There are restaurants, and some of them have vegan options. From my research, the grocery stores also carry a decent variety of vegan and vegetarian products. So if Iqaluit is your final stop, you are set. Shop smart, cook at home when you can, and you will have very little to worry about.
But if you are moving to a small hamlet, more planning will be required.
Small Nunavut hamlets are tight-knit, remote communities. They have no restaurants, limited store inventory, and no guarantee of restocks. That does not mean being vegan or vegetarian is impossible. It means you need to think ahead, and you need to think in bulk.
However, do not assume the local store is a dead end.
In my experience, even small hamlet grocery stores carry some vegan-friendly basics. The store in my hamlet carries plant-based milk, tofu, a nice variety of vegetables and fruits, and much more.
Yes, it is expensive. Yes, you cannot count on the store alone to get everything you need. But you can find the basics to keep yourself nutritionally in check.
Bulk buying and cooking are your new lifestyle
Before you move, stock up on the building blocks of a plant-based kitchen. Bring as much of it with you as you can:
- Dried beans and lentils: cheap, lightweight, versatile, and shelf-stable for months.
- Nutritional yeast, spices, and flavour bases: the small things that make everything taste like something.
- Tofu-making supplies: if you are open to it, making your own tofu is genuinely worth learning. It is cheaper than buying it at the store. One block of tofu in my hamlet is about $10 CAD.
- Ingredients for homemade meat alternatives: think vital wheat gluten for seitan, plus flaxseed, oats, and whatever else you use to make burgers, sausages, and patties.
There are some genuinely excellent YouTube channels dedicated to homemade plant-based cooking. Here are a few of them:
Online ordering from the South
So the products you brought with you are only going to last a few more months? Do not panic.
You can order products from Amazon, talk to your local store, and also rely on companies that specialize in shipping groceries and goods from southern Canada to northern communities. Do your research ahead of time. And keep in mind that things take much longer to arrive here. What you would receive in two days in the south might take a few weeks to reach your community.
Yes, I know it will not be cheap. But if you want the variety of the south and the prices of the south… then stay in the south.
On being offered country food
This one matters, and I want to get it right.
Inuit food culture is built around sharing. If someone offers you meat from a recent hunt, such as seal, caribou, or arctic char, it is an act of genuine generosity.
I remember I was really afraid of saying no. I was worried they would find my “no” disrespectful.

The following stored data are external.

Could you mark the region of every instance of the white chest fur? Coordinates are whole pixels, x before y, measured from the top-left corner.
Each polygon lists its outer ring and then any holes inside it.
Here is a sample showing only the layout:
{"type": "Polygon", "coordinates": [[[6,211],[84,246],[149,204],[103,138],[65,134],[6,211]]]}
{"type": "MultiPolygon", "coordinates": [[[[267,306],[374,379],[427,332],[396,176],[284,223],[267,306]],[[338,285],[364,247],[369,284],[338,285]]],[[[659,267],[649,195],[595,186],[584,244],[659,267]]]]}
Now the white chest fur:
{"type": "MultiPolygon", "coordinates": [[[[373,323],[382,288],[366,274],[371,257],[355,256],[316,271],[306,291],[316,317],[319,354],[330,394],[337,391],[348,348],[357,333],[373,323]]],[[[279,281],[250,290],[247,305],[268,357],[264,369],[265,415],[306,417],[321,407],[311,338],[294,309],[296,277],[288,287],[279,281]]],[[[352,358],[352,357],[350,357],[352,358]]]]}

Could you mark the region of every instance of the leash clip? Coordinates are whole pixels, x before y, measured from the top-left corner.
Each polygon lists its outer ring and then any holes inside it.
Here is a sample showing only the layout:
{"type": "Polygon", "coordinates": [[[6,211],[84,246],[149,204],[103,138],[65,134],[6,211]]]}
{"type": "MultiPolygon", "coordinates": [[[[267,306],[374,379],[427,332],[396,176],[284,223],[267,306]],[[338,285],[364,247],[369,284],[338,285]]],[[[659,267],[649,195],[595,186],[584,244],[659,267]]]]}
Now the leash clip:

But then someone with much more experience in Inuit life told me it is okay to say no. They explained that when someone offers you country food, the right response is not to look uncomfortable or to launch into a long explanation of why you do not eat animals. Instead, without making it a whole thing, let them know that you do not eat meat, but that you truly appreciate them thinking of you (and mean it).
The bottom line
Being vegan or vegetarian in Nunavut is not the crisis that people assume it is.
It requires more planning than it would in the south. It requires more creativity in the kitchen. And it requires more spending. But it is absolutely doable, even in a small hamlet.
So take a deep breath, follow the suggestions above, and you will be just fine.